Die Runde war international: Bayern aus Deutschland, Tirol und Burgenland aus Österreich, Südtirol aus Italien und die Deutschsprachige Gemeinschaft aus Belgien: Zusammen mit Experten der EU-Einrichtungen haben sich Vertreter all dieser deutschsprachigen Regionen in Brüssel über das Thema "Duale Ausbildung" ausgetauscht.

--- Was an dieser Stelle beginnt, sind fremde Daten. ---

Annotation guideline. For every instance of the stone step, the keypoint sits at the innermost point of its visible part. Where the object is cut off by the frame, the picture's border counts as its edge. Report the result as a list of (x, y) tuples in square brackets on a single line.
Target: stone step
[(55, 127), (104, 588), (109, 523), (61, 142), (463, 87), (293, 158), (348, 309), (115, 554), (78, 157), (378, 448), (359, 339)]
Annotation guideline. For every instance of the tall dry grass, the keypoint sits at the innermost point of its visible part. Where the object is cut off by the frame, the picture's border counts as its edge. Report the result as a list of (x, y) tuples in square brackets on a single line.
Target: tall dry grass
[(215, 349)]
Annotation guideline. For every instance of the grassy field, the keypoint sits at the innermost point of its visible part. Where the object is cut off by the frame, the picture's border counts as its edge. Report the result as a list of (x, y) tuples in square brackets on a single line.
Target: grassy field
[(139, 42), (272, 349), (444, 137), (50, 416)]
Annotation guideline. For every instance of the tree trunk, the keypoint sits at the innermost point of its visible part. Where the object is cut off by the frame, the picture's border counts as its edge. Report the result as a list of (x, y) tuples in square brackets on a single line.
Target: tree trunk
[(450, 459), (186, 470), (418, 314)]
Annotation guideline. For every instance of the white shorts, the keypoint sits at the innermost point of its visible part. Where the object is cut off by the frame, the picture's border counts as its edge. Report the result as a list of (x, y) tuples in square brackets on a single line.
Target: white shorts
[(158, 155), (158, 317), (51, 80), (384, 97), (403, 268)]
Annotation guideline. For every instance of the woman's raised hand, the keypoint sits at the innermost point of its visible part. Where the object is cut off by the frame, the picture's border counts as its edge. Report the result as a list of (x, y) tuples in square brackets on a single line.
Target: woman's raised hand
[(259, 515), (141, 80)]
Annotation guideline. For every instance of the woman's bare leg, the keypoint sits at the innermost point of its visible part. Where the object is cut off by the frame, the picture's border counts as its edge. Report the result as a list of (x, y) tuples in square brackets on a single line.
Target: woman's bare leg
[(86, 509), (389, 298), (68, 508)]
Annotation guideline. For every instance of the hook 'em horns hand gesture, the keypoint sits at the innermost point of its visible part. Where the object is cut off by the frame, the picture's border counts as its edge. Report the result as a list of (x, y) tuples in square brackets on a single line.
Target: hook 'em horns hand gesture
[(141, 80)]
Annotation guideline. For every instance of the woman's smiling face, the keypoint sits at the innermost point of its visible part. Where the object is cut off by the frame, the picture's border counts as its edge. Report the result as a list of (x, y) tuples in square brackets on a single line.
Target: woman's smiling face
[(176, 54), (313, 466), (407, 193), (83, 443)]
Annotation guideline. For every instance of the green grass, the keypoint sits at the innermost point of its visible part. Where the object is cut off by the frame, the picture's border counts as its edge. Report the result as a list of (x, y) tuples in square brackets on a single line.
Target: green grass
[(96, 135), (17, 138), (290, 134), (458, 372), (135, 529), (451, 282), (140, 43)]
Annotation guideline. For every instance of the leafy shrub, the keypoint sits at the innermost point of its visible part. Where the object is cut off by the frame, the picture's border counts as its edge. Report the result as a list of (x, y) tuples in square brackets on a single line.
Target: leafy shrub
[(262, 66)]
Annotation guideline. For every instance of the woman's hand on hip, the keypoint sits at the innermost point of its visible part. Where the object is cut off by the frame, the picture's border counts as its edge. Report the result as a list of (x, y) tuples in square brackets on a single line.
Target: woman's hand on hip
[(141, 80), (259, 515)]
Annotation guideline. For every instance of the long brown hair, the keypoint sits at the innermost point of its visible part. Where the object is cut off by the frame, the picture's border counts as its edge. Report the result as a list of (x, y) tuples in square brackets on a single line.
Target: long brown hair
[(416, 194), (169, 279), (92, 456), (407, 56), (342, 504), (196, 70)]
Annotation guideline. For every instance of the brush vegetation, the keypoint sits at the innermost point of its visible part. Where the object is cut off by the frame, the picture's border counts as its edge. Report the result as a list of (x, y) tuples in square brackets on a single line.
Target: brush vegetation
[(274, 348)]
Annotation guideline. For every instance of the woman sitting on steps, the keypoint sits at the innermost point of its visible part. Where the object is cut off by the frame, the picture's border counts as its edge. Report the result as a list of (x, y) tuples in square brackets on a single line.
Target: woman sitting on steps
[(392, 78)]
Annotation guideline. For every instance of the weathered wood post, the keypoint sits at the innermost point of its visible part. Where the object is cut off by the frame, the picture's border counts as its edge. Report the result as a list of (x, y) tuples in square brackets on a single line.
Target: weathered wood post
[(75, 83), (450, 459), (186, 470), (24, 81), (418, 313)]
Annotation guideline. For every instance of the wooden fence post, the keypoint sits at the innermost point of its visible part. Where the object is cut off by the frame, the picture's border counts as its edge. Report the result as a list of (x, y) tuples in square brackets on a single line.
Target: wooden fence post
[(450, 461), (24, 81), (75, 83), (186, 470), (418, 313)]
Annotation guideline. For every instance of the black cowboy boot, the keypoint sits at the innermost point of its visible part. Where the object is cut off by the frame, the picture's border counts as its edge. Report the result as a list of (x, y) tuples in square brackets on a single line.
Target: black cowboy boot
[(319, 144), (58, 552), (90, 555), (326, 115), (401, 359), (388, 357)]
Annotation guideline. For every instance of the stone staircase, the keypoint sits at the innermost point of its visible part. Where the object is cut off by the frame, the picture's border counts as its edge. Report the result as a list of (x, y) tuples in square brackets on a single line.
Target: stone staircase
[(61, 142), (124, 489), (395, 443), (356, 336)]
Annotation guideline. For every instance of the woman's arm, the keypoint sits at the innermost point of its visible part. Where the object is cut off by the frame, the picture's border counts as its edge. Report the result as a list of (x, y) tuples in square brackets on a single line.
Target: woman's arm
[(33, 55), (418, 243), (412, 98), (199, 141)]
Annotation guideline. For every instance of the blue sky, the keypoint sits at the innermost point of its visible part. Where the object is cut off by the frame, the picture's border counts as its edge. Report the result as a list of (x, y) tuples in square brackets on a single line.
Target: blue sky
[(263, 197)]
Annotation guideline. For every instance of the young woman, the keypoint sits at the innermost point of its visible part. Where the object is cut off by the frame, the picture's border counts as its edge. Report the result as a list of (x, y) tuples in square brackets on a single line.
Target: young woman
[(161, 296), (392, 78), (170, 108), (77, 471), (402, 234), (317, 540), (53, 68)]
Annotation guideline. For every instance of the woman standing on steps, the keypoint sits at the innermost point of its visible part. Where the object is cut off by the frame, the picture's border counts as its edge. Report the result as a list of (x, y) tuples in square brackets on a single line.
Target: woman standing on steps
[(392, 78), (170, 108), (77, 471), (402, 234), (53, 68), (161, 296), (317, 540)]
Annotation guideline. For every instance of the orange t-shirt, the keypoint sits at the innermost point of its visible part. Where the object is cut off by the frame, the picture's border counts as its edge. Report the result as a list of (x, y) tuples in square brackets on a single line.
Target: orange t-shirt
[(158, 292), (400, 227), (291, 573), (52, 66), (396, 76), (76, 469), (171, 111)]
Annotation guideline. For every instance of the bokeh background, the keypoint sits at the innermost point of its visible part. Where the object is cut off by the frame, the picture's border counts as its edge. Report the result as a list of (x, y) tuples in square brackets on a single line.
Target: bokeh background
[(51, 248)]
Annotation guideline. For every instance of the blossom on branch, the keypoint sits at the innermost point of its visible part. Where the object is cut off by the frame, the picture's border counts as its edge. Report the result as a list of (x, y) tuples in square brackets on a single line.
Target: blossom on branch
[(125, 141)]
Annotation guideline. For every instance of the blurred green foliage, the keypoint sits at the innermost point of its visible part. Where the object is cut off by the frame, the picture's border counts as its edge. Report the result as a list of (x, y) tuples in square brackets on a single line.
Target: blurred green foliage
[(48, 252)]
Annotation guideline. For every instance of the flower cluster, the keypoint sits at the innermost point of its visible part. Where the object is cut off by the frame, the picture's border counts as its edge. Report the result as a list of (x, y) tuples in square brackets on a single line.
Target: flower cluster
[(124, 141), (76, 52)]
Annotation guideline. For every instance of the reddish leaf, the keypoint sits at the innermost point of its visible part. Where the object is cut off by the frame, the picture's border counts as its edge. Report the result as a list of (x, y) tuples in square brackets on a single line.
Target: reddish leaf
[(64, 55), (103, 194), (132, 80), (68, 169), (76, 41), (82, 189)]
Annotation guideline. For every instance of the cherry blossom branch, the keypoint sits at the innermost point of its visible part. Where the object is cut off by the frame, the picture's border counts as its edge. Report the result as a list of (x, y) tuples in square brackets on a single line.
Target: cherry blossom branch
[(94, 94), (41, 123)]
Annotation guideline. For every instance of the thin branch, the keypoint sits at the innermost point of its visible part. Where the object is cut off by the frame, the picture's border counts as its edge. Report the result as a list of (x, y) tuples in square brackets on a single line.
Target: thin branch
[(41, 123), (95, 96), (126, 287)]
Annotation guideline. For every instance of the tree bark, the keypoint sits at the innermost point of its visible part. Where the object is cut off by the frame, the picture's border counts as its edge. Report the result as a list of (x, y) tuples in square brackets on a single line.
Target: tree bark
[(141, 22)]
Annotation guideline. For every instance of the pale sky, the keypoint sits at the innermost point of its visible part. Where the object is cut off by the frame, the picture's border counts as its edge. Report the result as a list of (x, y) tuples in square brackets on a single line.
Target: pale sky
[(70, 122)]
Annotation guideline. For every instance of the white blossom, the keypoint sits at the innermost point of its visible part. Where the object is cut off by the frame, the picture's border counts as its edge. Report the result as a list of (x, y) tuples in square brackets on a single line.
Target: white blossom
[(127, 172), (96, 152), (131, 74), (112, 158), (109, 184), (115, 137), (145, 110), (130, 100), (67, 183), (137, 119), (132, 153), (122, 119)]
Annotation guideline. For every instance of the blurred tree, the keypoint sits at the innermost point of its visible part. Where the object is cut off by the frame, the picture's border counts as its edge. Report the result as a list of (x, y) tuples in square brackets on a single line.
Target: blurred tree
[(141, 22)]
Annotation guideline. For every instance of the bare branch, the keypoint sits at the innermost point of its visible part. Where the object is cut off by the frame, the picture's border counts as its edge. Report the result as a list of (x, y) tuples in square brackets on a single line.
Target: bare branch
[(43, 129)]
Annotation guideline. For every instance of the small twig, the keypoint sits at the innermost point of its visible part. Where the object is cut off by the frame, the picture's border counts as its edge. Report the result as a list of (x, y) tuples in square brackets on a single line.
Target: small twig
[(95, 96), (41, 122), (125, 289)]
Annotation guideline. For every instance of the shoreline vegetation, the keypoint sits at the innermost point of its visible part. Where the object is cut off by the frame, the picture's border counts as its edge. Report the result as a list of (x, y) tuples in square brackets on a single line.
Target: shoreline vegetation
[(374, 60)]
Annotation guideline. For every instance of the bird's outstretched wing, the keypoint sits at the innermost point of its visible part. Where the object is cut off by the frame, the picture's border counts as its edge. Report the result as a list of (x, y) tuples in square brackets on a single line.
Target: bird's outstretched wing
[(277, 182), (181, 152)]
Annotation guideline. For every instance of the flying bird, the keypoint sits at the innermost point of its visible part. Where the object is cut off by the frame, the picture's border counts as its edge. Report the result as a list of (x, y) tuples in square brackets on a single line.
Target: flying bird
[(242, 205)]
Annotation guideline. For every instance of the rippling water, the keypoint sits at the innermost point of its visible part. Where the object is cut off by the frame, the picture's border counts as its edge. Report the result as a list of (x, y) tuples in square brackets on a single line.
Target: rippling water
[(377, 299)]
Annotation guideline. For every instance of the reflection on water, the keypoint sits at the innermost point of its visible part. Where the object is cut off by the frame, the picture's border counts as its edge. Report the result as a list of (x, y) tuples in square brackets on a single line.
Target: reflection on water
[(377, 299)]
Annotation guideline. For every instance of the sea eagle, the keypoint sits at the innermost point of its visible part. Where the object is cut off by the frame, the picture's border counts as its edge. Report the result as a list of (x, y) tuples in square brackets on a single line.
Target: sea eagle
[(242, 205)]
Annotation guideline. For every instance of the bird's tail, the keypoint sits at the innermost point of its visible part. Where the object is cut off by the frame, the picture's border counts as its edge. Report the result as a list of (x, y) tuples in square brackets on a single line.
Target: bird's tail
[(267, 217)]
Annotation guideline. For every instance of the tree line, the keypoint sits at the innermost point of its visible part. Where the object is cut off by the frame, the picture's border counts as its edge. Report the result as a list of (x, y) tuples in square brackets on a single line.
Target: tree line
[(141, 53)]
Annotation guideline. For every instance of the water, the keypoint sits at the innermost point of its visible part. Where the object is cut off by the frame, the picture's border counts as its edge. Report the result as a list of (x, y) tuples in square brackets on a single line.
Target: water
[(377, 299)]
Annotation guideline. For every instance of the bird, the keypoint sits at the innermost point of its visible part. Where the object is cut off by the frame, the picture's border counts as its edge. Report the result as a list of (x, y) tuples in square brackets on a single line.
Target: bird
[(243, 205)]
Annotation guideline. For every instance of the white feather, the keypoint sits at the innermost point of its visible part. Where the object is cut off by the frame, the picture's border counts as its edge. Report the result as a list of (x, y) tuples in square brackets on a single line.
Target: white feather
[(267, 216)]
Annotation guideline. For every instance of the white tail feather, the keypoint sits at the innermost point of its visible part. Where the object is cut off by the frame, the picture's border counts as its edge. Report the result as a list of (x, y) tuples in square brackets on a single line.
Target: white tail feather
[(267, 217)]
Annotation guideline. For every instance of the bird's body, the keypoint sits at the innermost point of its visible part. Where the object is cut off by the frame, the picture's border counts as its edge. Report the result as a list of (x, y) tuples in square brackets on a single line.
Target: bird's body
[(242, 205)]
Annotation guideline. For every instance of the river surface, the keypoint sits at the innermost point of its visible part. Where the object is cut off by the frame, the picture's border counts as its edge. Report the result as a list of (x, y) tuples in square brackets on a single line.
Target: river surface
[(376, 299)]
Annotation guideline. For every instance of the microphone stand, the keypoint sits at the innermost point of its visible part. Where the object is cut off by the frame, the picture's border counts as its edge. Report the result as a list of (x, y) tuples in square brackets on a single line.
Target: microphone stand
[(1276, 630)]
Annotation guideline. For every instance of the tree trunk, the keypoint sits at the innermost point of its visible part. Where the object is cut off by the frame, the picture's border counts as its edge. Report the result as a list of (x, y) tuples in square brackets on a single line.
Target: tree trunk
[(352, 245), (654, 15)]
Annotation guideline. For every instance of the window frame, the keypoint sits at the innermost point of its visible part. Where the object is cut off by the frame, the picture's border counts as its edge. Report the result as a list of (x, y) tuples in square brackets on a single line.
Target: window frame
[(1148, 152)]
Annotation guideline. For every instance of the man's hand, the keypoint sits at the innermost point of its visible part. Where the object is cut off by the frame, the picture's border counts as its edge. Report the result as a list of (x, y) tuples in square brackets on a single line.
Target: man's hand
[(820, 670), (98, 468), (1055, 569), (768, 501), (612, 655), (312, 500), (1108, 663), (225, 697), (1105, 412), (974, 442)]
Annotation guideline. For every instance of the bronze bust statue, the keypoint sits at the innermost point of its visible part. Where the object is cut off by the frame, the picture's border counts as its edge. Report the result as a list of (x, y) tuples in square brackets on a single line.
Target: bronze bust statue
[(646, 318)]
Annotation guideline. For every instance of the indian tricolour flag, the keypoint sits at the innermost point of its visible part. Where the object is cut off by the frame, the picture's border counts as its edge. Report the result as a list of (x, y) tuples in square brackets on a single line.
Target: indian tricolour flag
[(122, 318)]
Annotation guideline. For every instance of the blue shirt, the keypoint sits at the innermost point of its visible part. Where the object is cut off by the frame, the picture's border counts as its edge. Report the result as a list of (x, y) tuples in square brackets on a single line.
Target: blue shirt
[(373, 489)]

"Wir haben gemeinsam mit Südtirol schon vor einiger Zeit ein Zusammenarbeitsabkommen beschlossen und dabei auch festgehalten, dass wir in Bildungsfragen noch enger kooperieren wollen", erklärt DG-Ministerpräsident Oliver Paasch. "Dazu gehört auch, dass wir gemeinsam Werbung machen wollen für die duale Ausbildung. Überhaupt für die technisch-beruflichen Ausbildungen."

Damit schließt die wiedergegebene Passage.